While the book hasn’t been published yet, Arnold told The Telegraph in an interview that Turner once trapped her in a room and raped her. “What can I say?” she continued. “It was awful. I despised Ike on that level, but I didn’t know how to express myself.”
Arnold, who did not specify when the alleged incident happened, added that she was fearful of speaking out, as it could’ve meant the end of her budding career, and a return to an abusive husband. “I was told Tina wanted to get rid of me because Ike was after me,” Arnold said. “If I had run to Tina or called my parents, it would have meant I would have [had] to come home.”
Turner’s history of abuse towards his ex-wife, Tina, has been well-documented over the years (Ike died in 2007). In her own memoir, My Love Story, Tina even wrote, “Sex with Ike had become an expression of hostility — a kind of rape — especially when it began or ended with a beating.” Ike, himself, has also claimed he was sexually assaulted and raped as a child, writing in his memoir, Taking Back My Name, that he had “sexual relations” with at least three people before he was 12 years old.
As for Arnold, she said she eventually left the Ikettes at the urging of none other than Mick Jagger, with whom she soon struck up a romantic relationship that, Arnold claims, also involved Jagger’s then-girlfriend, Marianne Faithfull. In her book, Arnold writes that “Marianne was more interested in me,” but she was more “infatuated” with Jagger. Ultimately, though, the relationship left her uneasy: “There was a plantation feel about it, like I was plaything.”

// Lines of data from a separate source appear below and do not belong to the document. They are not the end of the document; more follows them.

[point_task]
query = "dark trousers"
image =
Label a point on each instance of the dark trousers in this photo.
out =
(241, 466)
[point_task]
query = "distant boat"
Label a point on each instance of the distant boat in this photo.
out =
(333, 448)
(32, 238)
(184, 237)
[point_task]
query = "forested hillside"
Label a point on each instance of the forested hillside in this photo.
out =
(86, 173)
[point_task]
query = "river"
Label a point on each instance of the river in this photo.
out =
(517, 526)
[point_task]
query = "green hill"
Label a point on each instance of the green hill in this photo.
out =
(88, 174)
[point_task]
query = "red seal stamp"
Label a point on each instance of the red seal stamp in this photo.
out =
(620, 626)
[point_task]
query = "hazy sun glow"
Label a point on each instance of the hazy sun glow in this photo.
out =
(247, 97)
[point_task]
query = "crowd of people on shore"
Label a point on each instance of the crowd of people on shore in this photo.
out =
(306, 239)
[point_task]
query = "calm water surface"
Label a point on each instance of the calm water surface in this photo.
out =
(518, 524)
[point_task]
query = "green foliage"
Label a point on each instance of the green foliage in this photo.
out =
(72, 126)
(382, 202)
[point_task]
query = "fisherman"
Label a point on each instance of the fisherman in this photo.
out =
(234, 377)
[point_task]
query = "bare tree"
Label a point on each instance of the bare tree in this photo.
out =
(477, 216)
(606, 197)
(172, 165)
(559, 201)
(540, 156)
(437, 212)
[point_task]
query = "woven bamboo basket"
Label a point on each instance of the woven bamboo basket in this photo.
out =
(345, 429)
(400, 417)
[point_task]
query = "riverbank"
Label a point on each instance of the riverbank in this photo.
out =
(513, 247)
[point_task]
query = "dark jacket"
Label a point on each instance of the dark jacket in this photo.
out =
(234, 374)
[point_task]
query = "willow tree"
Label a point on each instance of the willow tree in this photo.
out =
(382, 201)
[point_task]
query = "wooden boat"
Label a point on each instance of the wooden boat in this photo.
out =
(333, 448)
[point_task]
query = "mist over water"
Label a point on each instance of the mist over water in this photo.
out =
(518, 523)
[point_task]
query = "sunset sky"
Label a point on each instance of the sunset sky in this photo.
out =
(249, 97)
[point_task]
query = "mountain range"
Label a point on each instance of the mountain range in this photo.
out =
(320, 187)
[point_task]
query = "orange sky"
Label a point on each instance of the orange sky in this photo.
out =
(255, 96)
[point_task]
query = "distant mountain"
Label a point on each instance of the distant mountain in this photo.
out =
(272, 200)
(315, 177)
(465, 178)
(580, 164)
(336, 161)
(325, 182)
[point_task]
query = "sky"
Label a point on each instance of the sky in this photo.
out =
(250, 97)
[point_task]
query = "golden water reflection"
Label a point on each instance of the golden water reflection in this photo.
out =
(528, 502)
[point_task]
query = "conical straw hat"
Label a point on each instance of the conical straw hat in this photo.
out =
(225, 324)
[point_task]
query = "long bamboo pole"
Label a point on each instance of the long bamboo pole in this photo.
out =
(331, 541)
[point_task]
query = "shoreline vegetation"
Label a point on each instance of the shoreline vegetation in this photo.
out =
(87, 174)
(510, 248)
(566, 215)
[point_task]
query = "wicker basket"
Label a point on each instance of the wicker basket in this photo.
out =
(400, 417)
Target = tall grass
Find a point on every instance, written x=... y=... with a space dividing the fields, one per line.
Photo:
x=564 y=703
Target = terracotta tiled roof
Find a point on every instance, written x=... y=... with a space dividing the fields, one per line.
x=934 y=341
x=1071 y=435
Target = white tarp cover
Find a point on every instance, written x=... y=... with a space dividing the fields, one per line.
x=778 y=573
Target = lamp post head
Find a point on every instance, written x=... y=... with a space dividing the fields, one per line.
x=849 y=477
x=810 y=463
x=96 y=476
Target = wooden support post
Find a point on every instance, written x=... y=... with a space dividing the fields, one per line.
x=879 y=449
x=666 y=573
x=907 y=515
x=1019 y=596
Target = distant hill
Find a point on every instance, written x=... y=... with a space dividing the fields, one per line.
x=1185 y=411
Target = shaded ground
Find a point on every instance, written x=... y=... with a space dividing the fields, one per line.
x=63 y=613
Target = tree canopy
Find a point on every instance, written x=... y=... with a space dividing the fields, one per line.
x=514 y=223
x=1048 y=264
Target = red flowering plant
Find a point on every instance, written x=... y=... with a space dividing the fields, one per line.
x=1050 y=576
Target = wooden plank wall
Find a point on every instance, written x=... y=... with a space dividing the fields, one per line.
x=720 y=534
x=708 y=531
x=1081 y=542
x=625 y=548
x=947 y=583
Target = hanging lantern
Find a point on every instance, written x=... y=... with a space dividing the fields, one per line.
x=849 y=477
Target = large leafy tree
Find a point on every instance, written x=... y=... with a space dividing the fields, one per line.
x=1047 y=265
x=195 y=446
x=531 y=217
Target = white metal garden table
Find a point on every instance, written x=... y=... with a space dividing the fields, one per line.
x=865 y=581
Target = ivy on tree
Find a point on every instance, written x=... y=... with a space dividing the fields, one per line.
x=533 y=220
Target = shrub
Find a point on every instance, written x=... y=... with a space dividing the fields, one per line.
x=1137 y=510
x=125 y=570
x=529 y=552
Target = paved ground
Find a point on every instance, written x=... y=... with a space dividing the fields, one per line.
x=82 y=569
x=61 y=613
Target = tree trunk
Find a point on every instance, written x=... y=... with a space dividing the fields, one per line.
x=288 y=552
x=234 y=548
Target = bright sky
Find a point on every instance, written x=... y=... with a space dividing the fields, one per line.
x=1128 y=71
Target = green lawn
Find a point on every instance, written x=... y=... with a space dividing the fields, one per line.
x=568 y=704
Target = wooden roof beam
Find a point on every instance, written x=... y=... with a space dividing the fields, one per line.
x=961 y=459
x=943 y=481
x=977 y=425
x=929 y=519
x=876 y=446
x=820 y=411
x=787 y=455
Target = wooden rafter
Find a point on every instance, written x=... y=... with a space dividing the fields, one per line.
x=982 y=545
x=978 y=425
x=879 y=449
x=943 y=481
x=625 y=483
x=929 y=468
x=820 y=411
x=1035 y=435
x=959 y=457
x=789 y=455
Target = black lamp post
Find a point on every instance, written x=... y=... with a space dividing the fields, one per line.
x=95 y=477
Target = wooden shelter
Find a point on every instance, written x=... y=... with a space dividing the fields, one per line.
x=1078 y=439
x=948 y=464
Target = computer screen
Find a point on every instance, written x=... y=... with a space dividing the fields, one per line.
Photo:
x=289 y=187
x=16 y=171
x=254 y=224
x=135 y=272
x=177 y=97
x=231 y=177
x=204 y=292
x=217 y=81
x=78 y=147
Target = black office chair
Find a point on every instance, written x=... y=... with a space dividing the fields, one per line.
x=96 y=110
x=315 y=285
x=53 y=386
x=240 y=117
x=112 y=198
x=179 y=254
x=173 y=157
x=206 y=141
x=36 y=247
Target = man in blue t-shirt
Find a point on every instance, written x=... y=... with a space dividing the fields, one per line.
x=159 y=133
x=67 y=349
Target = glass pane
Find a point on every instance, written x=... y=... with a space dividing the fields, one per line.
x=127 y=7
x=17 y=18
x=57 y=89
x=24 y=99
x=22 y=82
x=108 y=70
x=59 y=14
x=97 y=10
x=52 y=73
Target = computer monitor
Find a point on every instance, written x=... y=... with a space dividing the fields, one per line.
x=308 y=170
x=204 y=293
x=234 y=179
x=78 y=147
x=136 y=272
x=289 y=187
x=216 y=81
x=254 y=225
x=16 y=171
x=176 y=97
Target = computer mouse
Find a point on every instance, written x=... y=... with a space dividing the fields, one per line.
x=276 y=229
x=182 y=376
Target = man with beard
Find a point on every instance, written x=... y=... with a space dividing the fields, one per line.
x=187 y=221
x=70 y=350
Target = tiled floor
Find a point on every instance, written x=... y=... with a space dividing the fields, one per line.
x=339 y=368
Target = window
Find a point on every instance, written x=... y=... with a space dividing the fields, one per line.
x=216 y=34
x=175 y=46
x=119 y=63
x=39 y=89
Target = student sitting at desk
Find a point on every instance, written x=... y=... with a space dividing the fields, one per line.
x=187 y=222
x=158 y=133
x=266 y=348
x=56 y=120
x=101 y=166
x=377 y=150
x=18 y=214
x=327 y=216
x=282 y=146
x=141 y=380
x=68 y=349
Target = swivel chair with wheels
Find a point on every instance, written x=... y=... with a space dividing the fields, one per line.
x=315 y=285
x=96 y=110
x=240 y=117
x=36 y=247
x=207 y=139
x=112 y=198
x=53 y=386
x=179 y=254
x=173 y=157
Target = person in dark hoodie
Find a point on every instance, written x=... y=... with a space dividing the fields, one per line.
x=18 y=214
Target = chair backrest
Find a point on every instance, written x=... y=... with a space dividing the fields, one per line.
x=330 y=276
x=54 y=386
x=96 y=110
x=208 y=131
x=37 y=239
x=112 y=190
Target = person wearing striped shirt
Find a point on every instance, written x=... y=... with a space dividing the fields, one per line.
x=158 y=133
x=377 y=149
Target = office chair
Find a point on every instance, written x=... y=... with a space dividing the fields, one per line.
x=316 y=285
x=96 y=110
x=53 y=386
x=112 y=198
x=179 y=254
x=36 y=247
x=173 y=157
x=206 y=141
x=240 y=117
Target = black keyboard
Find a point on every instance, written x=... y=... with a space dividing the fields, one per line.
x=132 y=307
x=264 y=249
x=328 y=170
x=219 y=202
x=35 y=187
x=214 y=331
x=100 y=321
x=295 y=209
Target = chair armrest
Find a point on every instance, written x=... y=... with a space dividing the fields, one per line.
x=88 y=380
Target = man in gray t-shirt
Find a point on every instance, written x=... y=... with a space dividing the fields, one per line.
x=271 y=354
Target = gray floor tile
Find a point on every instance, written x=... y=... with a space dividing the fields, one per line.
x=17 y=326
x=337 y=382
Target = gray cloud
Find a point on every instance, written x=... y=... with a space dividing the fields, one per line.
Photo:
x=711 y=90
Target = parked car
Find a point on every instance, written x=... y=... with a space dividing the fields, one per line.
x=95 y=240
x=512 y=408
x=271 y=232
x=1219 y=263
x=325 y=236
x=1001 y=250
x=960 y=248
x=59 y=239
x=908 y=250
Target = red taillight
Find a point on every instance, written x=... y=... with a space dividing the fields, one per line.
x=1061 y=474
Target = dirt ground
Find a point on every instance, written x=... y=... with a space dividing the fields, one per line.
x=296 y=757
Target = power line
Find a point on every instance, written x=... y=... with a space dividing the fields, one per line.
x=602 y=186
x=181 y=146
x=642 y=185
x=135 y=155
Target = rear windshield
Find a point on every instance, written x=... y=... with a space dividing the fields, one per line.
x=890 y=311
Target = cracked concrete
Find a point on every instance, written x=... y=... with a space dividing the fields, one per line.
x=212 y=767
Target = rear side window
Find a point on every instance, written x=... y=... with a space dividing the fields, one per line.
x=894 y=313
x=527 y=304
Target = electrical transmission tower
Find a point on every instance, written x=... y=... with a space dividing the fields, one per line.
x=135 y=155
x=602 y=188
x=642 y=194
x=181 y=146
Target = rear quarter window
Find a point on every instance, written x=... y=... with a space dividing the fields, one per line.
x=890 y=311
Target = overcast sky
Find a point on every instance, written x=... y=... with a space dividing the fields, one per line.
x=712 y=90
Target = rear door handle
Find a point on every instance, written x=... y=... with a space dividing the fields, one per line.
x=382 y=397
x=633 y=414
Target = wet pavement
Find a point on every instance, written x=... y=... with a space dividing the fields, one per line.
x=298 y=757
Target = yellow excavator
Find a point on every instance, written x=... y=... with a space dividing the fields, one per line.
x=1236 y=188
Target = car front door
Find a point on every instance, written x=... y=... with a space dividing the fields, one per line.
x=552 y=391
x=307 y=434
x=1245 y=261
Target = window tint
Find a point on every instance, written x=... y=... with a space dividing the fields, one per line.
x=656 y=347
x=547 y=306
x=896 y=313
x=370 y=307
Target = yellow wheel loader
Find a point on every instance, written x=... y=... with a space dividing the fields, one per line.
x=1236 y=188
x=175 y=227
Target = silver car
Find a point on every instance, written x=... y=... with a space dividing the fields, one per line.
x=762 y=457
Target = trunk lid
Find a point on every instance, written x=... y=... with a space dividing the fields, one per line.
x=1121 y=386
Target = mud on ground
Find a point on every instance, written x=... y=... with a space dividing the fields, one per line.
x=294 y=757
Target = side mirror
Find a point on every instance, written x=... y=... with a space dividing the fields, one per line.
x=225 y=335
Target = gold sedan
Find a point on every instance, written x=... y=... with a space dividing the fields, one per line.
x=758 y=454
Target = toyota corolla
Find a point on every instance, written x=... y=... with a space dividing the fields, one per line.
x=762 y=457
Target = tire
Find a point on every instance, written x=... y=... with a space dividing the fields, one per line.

Elsewhere in, Soul Survivor, Arnold discusses her successful solo career in the U.K., the tragic death of her 13-year-old daughter, Debbie, and how Andrew Lloyd Webber helped revitalize her career with a role in his musical Starlight Express. She also discusses her relationships with other rock luminaries including Jimi Hendrix, Rod Stewart, and Small Faces frontman Steve Marriott. As she told The Telegraph, describing these liaisons was less about dishing pure gossip than setting the record straight.
“I just thought, ‘These guys were my friends, but they didn’t even mention me in their books,’” she said. “I’m not ashamed. I was young, I was experiencing my life and hey, boom, here it is.”